An attacker with network access to the affected device can exploit this authentication bypass without needing any credentials or user interaction. The CVSS vector (AV:A/AC:L/PR:N/UI:N) indicates the attack is launched from the adjacent network, has low complexity, requires no privileges, and no user interaction [1]. No specific sequence of steps beyond gaining network proximity and sending crafted requests is described in the available reference.

Impact

Successful exploitation allows an unauthenticated attacker to bypass authentication controls [1]. This leads to full administrative compromise of the device, enabling the attacker to read, modify, or disrupt device operation and potentially pivot to other hosts on the network.

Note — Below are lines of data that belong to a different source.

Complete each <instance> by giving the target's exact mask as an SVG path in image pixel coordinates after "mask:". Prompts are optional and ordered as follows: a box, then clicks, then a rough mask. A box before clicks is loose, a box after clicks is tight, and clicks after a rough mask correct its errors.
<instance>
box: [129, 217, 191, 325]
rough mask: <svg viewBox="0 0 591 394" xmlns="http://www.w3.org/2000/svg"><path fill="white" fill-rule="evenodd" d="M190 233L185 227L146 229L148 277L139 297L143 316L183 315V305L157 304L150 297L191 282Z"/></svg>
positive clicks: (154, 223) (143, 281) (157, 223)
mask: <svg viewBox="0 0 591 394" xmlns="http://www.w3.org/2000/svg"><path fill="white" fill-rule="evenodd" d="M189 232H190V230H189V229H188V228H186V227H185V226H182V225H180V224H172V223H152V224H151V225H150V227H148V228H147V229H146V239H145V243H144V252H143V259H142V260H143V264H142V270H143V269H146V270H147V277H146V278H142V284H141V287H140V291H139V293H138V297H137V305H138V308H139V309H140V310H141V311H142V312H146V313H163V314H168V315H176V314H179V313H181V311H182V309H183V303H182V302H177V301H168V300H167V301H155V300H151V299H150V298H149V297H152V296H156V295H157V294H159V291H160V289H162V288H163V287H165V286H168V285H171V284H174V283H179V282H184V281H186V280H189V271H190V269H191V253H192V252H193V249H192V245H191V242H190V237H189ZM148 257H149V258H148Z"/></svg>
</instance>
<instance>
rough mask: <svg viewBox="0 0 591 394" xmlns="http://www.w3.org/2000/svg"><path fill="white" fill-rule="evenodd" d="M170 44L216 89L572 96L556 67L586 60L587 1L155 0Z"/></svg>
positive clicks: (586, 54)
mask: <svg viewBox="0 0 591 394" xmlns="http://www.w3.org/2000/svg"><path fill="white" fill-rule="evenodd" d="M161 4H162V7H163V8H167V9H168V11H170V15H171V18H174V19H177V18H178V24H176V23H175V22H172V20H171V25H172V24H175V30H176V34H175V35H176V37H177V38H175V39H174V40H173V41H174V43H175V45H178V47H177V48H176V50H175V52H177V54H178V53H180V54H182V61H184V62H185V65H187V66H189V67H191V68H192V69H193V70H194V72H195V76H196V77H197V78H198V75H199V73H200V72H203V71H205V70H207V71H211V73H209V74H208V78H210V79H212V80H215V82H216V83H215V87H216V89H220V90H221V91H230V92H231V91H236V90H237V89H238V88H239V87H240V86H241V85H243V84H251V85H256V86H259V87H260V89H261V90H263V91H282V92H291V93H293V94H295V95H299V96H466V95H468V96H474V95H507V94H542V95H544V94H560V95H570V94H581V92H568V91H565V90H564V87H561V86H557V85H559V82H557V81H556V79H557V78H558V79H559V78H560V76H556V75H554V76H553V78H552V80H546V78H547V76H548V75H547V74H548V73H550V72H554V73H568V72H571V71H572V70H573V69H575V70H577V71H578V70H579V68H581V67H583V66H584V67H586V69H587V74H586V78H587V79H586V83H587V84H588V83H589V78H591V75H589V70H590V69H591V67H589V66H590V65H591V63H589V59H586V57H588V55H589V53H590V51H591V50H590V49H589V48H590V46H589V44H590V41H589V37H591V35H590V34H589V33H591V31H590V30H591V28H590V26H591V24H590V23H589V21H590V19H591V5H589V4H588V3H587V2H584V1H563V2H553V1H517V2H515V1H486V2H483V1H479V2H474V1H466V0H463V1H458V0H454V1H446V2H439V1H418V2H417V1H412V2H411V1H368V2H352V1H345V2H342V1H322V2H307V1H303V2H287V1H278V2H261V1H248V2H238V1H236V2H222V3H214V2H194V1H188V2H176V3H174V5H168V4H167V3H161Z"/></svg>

The CVSS score of 9.6 (Critical) reflects a high severity of impact [1].

Mitigation

NETGEAR has released fixed firmware versions: CBR40 (2.5.0.10), RBK752/RBR750/RBS750 (3.2.15.25), and RBK852/RBR850/RBS850 (3.2.10.11) [1]. Users should download and install the latest firmware for their specific model from NETGEAR Support immediately to mitigate the vulnerability. No workaround is provided in the advisory.